Electrophysiological profile of the new atypical neuroleptic, sertindole, on midbrain dopamine neurones in rats: acute and repeated treatment.

T Skarsfeldt1.   

Abstract

Sertindole (Lundbeck code No. Lu 23-174) (1-[2-[4-[5-chloro-1-(4-fluorophenyl)-1H-indol-3-yl]-1-piperidinyl] ethyl]-2-imidazolidinone) is a new potential neuroleptic compound. After 3 weeks of treatment sertindole shows an extreme selectivity to inhibit the number of spontaneously active dopaminergic (DA) neurones in ventral tegmental area (VTA) while leaving the number of active DA neurones in substantia nigra pars compacta (SNC) unaffected. Acute injection of apomorphine or baclofen reverse the inhibition of activity seen after repeated treatment with sertindole. This suggests that sertindole induces a depolarization inactivation of the DA neurones. The depolarization inactivation is reversible since normal activity of DA neurones is found in both SNC and VTA after two weeks withdrawal from repeated treatment with a low dose with sertindole. One or two weeks administration of a high dose of sertindole induced only minor effects on the DA neurones in VTA; i.e., in order to obtain the depolarization inactivation sertindole requires 3 weeks of treatment as has also been reported for other neuroleptics. Three weeks of treatment with clozapine induces a selective inhibition of the active DA neurones in VTA but at much higher doses than seen with sertindole, while haloperidol induces a non-selective decrease of spontaneously active DA neurones in both areas.
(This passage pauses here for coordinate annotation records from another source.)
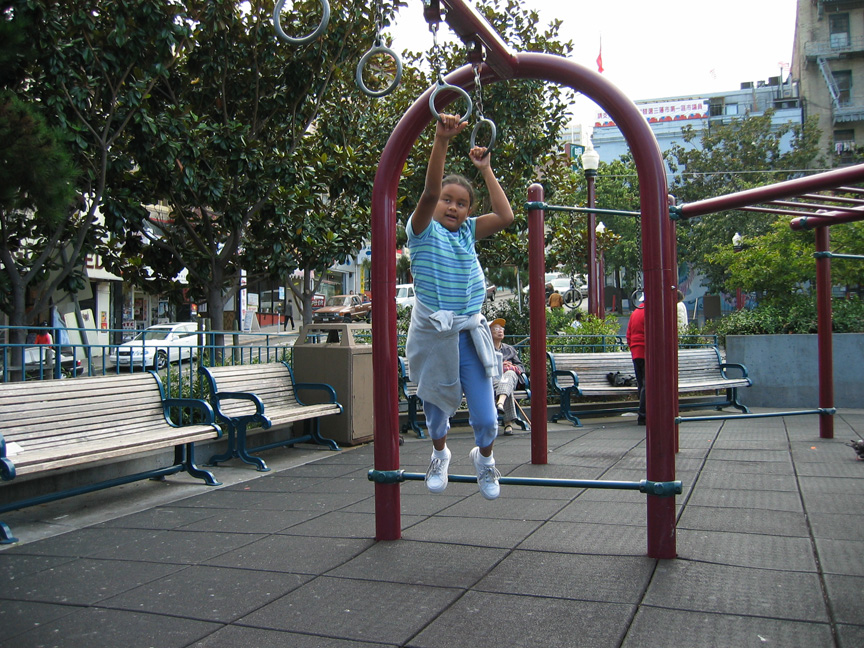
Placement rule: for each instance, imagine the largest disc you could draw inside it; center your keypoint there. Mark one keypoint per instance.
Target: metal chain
(435, 54)
(478, 92)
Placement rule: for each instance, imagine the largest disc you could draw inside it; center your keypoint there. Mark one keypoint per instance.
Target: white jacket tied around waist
(433, 354)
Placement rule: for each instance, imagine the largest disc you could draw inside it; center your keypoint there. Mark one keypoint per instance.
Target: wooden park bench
(49, 425)
(585, 374)
(408, 391)
(265, 394)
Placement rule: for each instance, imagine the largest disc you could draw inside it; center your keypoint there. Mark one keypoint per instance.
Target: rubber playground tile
(841, 556)
(17, 617)
(763, 456)
(593, 512)
(206, 593)
(343, 524)
(159, 518)
(747, 550)
(613, 579)
(748, 499)
(84, 581)
(98, 628)
(758, 521)
(723, 589)
(850, 636)
(182, 547)
(13, 565)
(845, 595)
(835, 526)
(597, 539)
(479, 532)
(390, 613)
(233, 636)
(748, 481)
(422, 563)
(255, 522)
(87, 542)
(294, 554)
(242, 499)
(518, 508)
(489, 619)
(661, 628)
(728, 467)
(845, 486)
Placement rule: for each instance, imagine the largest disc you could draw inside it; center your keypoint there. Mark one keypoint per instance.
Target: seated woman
(513, 370)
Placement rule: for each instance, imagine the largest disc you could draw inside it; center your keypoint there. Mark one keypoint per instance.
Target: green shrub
(799, 316)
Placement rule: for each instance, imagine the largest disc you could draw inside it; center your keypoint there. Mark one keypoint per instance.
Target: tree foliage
(86, 71)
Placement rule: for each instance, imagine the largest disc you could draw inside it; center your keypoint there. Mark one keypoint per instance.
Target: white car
(156, 347)
(405, 295)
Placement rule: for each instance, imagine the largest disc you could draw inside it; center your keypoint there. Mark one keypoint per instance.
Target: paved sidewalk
(770, 543)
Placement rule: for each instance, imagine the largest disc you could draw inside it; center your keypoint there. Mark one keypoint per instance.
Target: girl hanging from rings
(449, 347)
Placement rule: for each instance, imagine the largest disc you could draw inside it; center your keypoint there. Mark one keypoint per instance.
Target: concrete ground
(770, 544)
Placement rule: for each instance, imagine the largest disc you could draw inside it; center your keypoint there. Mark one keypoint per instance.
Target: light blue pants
(479, 394)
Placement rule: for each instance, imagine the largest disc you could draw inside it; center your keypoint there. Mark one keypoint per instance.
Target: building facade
(828, 64)
(668, 116)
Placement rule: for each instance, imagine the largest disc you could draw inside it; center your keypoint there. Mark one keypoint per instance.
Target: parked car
(39, 363)
(405, 295)
(157, 346)
(344, 308)
(491, 289)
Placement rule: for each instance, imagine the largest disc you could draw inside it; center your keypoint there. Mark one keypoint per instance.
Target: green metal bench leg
(566, 412)
(190, 467)
(412, 417)
(6, 536)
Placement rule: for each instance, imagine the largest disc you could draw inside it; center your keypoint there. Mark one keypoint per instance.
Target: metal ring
(442, 85)
(491, 138)
(379, 49)
(277, 24)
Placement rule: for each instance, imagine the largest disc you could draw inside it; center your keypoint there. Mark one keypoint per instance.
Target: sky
(655, 49)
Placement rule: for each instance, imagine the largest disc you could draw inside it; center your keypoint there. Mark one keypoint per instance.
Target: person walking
(289, 314)
(636, 342)
(449, 345)
(510, 378)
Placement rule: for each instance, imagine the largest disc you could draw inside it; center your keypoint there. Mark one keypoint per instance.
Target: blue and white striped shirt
(447, 273)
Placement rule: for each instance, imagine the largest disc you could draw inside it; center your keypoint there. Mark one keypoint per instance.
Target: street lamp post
(601, 275)
(737, 246)
(590, 162)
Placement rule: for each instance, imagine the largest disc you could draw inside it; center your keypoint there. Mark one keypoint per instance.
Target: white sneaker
(487, 476)
(436, 476)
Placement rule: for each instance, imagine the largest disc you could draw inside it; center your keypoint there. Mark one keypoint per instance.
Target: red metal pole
(788, 189)
(537, 315)
(824, 332)
(594, 306)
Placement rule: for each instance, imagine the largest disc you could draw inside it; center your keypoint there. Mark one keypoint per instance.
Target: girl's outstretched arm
(501, 215)
(446, 128)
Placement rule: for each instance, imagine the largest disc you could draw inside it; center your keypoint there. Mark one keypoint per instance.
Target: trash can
(332, 354)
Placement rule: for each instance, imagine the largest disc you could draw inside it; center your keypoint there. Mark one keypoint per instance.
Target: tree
(729, 158)
(223, 143)
(85, 70)
(529, 116)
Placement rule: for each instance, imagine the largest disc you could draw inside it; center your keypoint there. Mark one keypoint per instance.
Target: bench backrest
(694, 365)
(37, 413)
(697, 365)
(272, 382)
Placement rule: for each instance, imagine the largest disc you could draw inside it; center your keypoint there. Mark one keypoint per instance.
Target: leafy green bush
(798, 317)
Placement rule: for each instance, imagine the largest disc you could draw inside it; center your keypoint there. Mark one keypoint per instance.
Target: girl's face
(453, 206)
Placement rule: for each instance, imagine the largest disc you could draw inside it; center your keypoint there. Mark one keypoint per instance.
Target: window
(844, 141)
(844, 85)
(838, 26)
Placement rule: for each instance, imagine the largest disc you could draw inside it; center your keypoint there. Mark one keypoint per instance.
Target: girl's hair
(462, 181)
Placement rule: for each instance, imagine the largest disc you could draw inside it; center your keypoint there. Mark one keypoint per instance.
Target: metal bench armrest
(192, 403)
(733, 365)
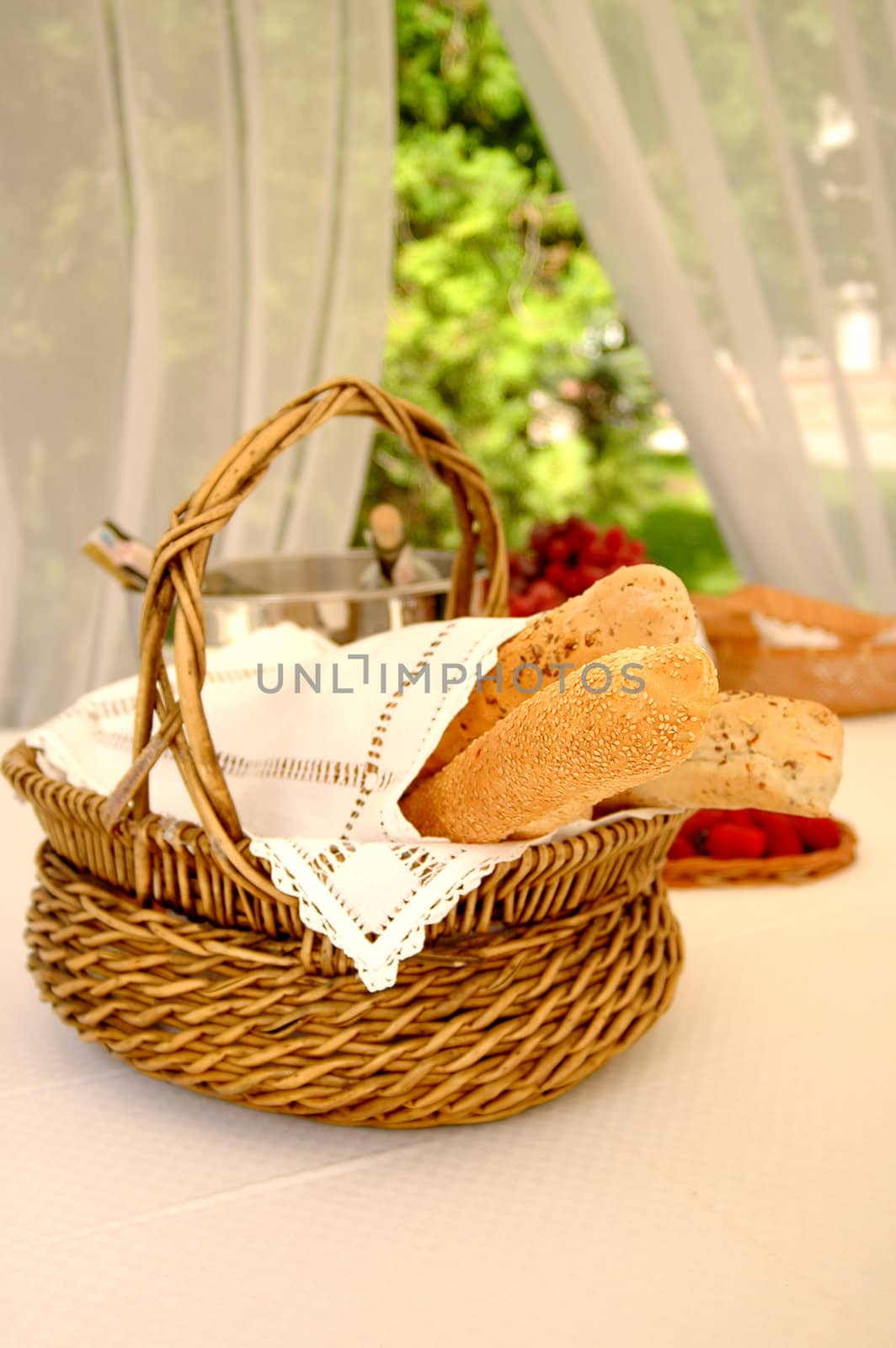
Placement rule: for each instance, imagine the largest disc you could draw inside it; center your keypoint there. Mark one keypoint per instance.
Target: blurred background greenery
(504, 324)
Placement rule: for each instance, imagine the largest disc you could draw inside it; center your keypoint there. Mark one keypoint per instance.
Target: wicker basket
(856, 678)
(693, 871)
(168, 943)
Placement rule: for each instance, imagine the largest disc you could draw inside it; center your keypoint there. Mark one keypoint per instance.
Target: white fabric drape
(199, 206)
(734, 166)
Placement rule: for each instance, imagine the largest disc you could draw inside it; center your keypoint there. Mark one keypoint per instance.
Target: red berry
(727, 842)
(590, 575)
(781, 837)
(520, 606)
(747, 817)
(543, 595)
(819, 835)
(541, 537)
(680, 847)
(596, 553)
(702, 820)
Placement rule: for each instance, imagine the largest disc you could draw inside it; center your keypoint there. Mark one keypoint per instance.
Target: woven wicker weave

In acute electrophysiological experiments intravenous (i.v.) administration of sertindole--in contrast to both clozapine and haloperidol--neither reverse d-amphetamine- nor apomorphine-induced inhibition of the firing frequencies of DA neurones in SNC or in VTA. In addition, sertindole does not--even in high doses--increase the firing frequency of DA neurones in SNC or VTA.(ABSTRACT TRUNCATED AT 250 WORDS)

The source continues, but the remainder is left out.